A closely coordinated project

Because of the importance of the mapping project to the sequencing project, these two components of the study were closely coordinated. "The close coordination of support for this project," said Jane Silverthorne of NSF, "was facilitated by the National Plant Genome Initiative, which is managed by the Interagency Working group on Plant Genomes, whose members include DOE, USDA and NSF." Funding for the mapping/sequencing study was also provided by the United Soybean Board.

A complicated genome

Containing so many TEs and gene duplicates, the soybean genome is "the most complicated genome sequenced to date," said Jackson.

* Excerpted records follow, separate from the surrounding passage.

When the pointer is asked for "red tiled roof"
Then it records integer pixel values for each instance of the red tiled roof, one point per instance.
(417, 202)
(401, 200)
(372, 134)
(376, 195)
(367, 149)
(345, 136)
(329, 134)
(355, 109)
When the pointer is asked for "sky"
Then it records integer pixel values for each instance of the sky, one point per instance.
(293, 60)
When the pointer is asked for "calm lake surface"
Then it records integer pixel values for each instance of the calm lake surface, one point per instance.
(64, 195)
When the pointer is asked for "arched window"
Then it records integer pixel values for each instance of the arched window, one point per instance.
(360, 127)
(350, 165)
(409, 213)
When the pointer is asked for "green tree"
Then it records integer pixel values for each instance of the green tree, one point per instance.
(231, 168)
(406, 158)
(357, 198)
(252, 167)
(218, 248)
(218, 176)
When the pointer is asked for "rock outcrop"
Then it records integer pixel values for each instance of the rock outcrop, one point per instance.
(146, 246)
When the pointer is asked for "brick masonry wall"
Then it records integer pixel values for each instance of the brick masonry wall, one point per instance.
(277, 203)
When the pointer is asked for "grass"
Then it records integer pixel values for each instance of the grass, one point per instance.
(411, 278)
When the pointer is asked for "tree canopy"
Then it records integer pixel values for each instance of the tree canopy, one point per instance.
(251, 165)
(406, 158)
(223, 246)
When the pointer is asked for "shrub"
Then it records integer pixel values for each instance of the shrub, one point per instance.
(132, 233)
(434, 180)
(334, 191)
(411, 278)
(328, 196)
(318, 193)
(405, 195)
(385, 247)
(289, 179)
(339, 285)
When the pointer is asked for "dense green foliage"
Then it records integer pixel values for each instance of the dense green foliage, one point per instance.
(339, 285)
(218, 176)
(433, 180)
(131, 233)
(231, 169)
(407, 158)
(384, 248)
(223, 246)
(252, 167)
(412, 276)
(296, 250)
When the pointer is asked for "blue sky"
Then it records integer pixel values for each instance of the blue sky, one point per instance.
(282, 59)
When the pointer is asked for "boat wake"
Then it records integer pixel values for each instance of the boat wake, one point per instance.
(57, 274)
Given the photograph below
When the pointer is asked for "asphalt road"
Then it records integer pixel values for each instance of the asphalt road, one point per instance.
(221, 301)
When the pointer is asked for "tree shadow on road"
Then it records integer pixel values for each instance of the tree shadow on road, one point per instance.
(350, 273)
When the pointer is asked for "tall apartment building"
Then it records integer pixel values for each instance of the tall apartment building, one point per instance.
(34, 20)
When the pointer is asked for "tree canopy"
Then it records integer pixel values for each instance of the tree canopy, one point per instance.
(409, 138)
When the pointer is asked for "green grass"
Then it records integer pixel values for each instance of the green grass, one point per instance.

And some of the same complexities that complicated the mapping and sequencing of the genome may also complicate the targeting of soybean genes. "If I'm selecting for a gene, I may have difficulty locating all of the necessary duplicates of that gene, explains Jackson. "It has a lot of backup copies."

Confident that such difficulties will be overcome, Silverthorne describes the new soybean sequence as "a valuable tool that will enable research towards a deeper understanding of the impacts of multiple genome copies on genome organization and function." Indeed, Jackson says that techniques developed to map and sequence the soybean genome are already being applied to other sequencing projects.

What's more, the results of the sequencing project have already provided grist for a second paper, which will appear in The Plant Cell on January 15, 2010. Jianxin Ma of Purdue University and a member of the sequencing team says that this second paper will explain how TEs thrive in the host genome: "We found that some 'dead' TEs can actually be revivified by swapping with their active TE partners, and thus restore or even enhance their ability to proliferate using the amplification machinery encoded by their partners. Although TEs are ubiquitous, what we discovered has not been seen in any other organisms yet."